Single Payer vs. Multi-Payers under Universal Health Coverage
by Warren Greenberg, George Washington University, Washington, DC
Currently, there is much discussion of universal healthcare coverage in the United States. Universal healthcare coverage may mean a single payer system akin to what is in place in Canada. The Canadian government in each of its ten provinces acts as a single payer or single health insurer for all healthcare services. In contrast, countries such as the Netherlands and Israel have universal coverage under a multi-payer or multi-health insurer system in which individuals choose among competing health insurers for their care.
Economics predicts that a single payer purchases a reduced quantity of services at lower prices reducing overall costs. Shortages and queues will result, however. In a multi-payer system there are often different types of cost containment which may be offered by different health insurers such as various sizes of deductibles or co-payments which would affect quantity of services delivered. Over time, there have been innovations in cost containment among health insurers in a multi-payer system. Out-patient surgery, which is less expensive than in-patient surgery, is now common. Pre-certification has reduced hospital admissions and concurrent review has reduced length-of-stay in hospitals. There are a large number of health maintenance organizations (HMOs) and preferred provider organizations (PPOs) which also attempt to contain costs in addition to traditional fee-for-service plans in the health insurance industry.
Quality of Care
Under a single payer system there is no market incentive to provide information on the quality of care of individual hospital or physician providers or to only contract with physicians or hospitals which have best practices. Each provider automatically is a fully participating physician or hospital in a single payer system.

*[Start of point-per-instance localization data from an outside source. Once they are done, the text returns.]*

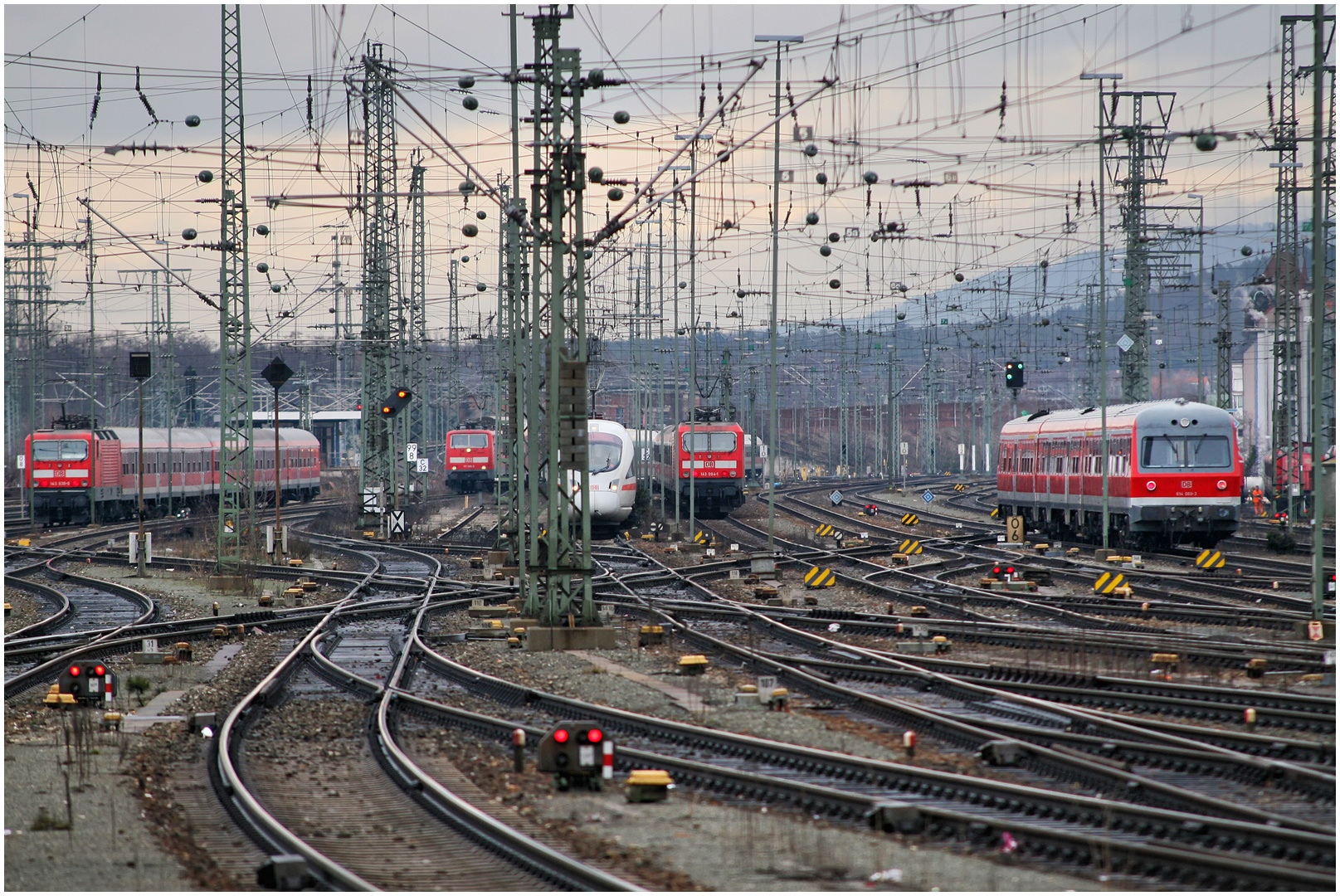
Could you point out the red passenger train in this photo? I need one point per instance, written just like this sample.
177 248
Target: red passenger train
717 457
470 461
1174 473
91 475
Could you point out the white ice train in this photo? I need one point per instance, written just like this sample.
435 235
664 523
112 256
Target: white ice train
614 484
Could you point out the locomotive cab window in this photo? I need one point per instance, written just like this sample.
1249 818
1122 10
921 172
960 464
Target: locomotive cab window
605 451
709 442
59 450
1185 451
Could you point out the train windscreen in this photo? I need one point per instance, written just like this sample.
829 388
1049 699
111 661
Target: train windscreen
59 450
605 450
709 442
1177 451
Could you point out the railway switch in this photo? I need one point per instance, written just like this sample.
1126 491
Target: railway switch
285 872
901 817
577 753
693 665
647 785
821 577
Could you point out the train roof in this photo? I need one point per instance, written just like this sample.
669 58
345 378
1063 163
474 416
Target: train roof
1139 413
193 438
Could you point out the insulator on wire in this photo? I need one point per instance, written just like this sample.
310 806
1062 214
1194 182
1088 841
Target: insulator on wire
145 100
97 98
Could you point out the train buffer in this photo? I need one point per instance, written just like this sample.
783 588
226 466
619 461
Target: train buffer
1209 560
821 577
1111 583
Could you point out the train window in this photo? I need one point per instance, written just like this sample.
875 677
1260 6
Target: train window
73 450
710 442
603 451
1207 450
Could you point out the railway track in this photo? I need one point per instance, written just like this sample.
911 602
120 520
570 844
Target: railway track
984 706
479 850
1137 840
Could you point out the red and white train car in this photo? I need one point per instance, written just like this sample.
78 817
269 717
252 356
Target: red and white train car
93 475
1174 473
716 455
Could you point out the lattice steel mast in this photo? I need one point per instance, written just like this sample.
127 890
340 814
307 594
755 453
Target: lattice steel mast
1139 166
417 431
558 587
236 472
381 253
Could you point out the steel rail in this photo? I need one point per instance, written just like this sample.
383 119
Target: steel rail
895 777
250 815
479 826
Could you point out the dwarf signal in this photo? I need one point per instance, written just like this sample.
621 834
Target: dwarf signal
577 753
89 682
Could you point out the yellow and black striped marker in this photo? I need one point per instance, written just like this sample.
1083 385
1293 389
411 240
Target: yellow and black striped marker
1109 582
1209 558
821 577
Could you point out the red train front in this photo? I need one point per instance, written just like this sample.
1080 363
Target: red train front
65 475
470 465
80 475
714 453
1174 473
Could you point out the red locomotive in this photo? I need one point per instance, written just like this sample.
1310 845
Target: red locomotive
717 455
91 475
1174 473
470 461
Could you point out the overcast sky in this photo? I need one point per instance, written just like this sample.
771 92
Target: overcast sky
915 97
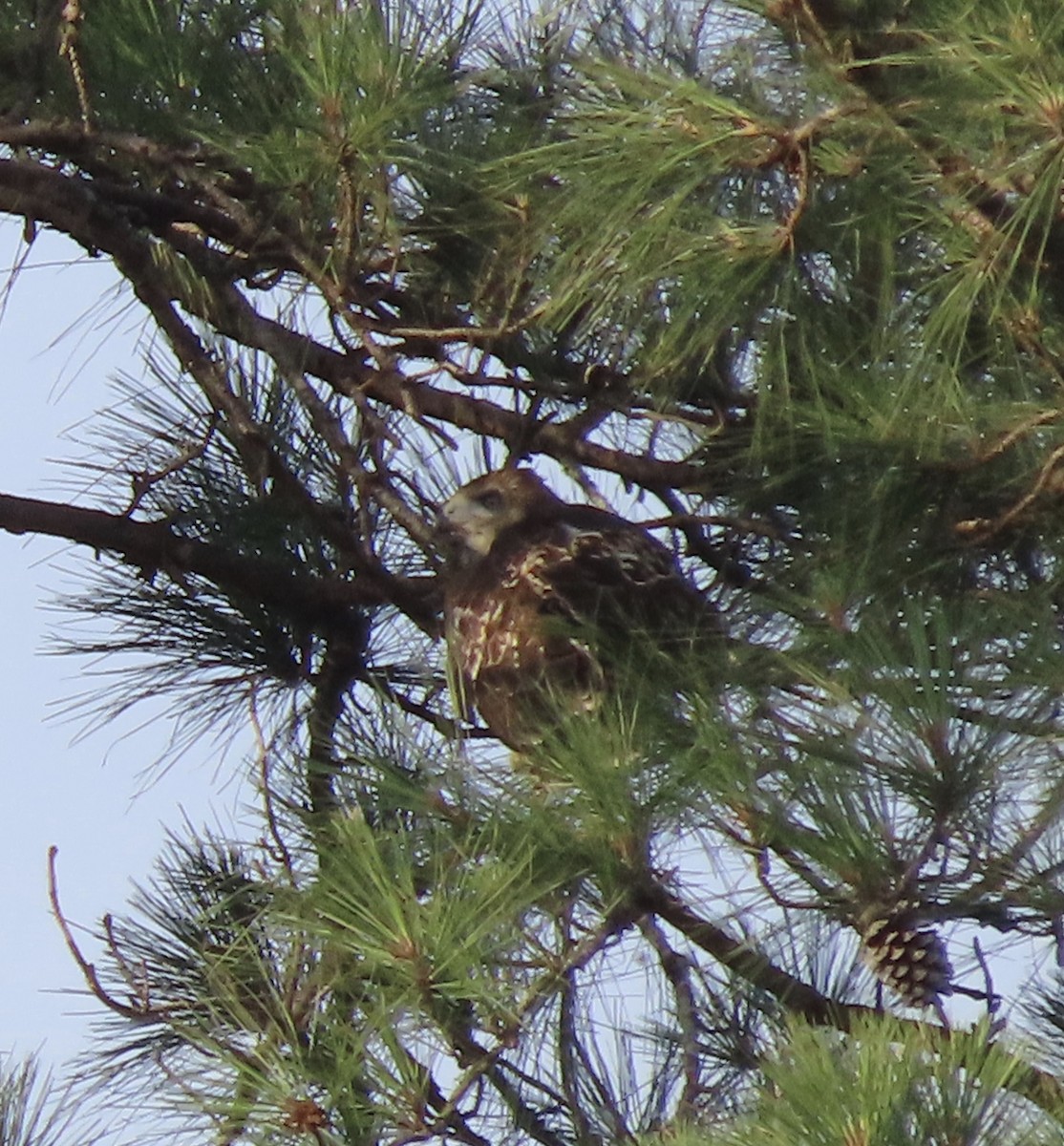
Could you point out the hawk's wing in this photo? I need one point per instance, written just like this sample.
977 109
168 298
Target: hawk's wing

With a multi-payer system, one would expect some payers to contract with the purportedly better quality hospitals (such as the Cleveland Clinic or Mayo Clinic) and superior physicians so that they may emphasize that they are a health plan which contracts only with the best providers of healthcare. However, health insurers which would compete in this manner would attract a large number of individuals who had pre-existing conditions or chronic illnesses. Enrollment of high-risk individuals would increase costs for these health insurers. Thus, health insurers in a multi-payer system are reluctant to compete on the basis of quality of care provided by its physicians and hospitals.
Enrollment of High-Risk Individuals
Under a single-payer system, all individuals may enroll regardless of health condition. In contrast, in a multi-payer system, health insurers have incentives to avoid those who are costly and high risk and enroll those who are less costly and at low risk. Advertising to young families, denying coverage for pre-existing conditions, and requiring medical examinations, are ways that are utilized by health insurers to ensure a healthier and less costly enrollment in a multi-payer system.

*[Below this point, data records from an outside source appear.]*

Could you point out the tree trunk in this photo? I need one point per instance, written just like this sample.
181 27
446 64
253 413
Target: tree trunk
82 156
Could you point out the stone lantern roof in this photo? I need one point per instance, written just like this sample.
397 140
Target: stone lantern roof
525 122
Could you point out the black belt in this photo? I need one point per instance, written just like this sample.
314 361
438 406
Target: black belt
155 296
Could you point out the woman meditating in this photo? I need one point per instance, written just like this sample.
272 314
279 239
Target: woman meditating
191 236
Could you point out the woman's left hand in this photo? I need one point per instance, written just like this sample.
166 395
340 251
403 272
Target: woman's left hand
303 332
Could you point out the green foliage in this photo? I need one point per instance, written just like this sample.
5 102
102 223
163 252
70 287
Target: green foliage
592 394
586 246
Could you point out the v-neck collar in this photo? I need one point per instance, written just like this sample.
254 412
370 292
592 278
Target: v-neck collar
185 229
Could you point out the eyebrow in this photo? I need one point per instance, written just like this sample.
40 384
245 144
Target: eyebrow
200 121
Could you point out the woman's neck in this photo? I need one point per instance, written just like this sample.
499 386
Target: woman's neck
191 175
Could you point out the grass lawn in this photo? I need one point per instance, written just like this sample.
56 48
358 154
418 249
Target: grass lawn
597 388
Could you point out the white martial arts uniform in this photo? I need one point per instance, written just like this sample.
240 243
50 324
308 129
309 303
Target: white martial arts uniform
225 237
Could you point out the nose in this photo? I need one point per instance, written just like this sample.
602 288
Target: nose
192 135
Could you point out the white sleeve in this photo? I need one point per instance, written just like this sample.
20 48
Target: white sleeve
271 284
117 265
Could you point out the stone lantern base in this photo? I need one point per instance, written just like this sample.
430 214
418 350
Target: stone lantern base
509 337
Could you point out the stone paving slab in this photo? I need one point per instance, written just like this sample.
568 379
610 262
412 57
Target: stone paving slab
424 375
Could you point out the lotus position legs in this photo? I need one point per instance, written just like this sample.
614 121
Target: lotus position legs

Under a single-payer system, providers need only bear the administrative costs from one insurer for services delivered. Under a multi-payer system, the payment for each of the payers must be accounted for by providers. One insurer may deny benefits for a procedure while another may pay. Different insurers may have different deductibles and co-payments for various procedures.
Government Intervention in the Health Insurer Marketplace
Thus far, the comparisons between a single payer and multi-payer system have not considered government intervention in the health insurer marketplace. Government interventions have been instituted in the Netherlands and Israel where there are multi-payer systems. These interventions have included a risk adjustment or risk equalization measure applied to each health insurer in the marketplace. In the Netherlands, the government pays each health insurer a risk adjusted sum based on age, gender, diagnostic costs, pharmaceutical costs, and indicators of disability among other health status criteria. In Israel, age alone is used as measure of risk adjustment. With a risk adjustment measure, health insurers which have enrolled poorer risks or older individuals receive greater payments from the government. Health insurers would be free to contract selectively with better hospitals and physicians and advertise their attributes to all prospective enrollees. In addition, both the Netherlands and Israel mandate a standardized benefit package which can also help reduce cream-skimming by eliminating the propensity of the health insurers to offer a limited array of benefits which would appeal mostly to healthy individuals.

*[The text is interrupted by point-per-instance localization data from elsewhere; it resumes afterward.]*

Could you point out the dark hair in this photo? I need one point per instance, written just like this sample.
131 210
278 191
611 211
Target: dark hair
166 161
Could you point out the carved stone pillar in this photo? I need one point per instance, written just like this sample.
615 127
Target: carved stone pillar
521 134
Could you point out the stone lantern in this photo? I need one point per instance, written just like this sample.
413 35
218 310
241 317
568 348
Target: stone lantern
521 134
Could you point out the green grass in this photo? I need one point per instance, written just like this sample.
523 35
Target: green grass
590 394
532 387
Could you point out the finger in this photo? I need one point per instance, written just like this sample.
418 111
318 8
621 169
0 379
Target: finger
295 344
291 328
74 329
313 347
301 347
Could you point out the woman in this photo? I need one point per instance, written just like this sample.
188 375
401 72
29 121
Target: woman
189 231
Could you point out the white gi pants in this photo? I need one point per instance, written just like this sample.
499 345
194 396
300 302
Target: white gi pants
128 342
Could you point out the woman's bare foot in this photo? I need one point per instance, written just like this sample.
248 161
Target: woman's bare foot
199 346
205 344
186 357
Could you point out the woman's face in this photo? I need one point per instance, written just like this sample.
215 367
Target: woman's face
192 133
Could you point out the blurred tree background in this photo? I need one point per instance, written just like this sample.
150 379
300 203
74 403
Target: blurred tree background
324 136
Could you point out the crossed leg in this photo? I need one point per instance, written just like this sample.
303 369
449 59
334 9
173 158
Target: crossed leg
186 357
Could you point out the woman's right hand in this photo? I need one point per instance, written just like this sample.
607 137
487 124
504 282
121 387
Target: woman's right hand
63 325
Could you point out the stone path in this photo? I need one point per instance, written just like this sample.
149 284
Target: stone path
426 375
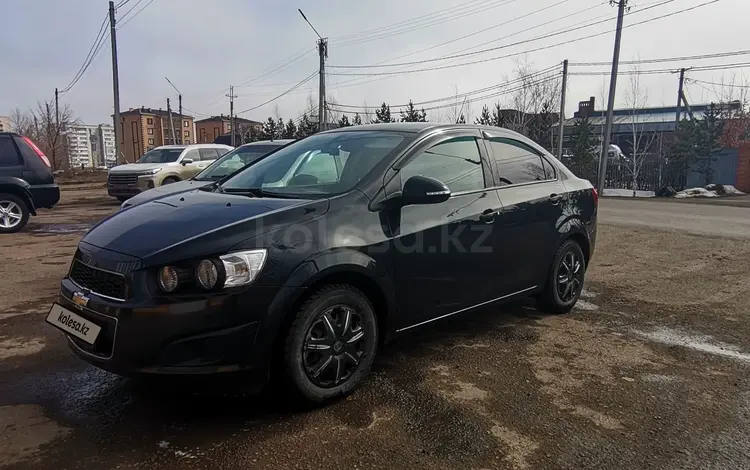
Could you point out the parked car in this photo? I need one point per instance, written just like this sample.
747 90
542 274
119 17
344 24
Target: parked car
26 181
303 263
229 163
163 165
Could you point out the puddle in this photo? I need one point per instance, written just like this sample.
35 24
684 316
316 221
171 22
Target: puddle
61 228
702 343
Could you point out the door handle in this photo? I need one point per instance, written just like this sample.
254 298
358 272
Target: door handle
488 216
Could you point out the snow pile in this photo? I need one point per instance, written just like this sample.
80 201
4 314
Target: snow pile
626 193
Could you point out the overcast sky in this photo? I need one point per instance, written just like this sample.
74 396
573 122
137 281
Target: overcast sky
204 46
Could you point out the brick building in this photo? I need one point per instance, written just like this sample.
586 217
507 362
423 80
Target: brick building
142 129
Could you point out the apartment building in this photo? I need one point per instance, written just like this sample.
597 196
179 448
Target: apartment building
207 130
91 146
145 128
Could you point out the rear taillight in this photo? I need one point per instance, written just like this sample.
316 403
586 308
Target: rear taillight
38 152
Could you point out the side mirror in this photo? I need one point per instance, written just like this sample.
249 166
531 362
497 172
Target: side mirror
424 190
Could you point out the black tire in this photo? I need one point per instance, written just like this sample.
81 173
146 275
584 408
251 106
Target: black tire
16 206
303 348
555 298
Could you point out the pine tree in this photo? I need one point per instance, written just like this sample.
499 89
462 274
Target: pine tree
290 130
585 145
412 114
484 119
383 114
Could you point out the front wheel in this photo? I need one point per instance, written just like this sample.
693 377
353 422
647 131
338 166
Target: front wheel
331 344
565 279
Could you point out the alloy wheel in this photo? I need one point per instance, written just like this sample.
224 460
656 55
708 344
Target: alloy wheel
10 214
334 346
569 277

When government interventions are introduced, it appears that in addition to cost-containment, potential improvements in paying for quality of care, and reductions in cream-skimming can be accomplished in a multi-payer system. In contrast, inefficiencies are still inherent in a single-payer system. If Governmental reforms in the multi-payer system can be successfully accomplished, as they have been in Israel and the Netherlands, the directions for the U.S. health system may be somewhat clearer.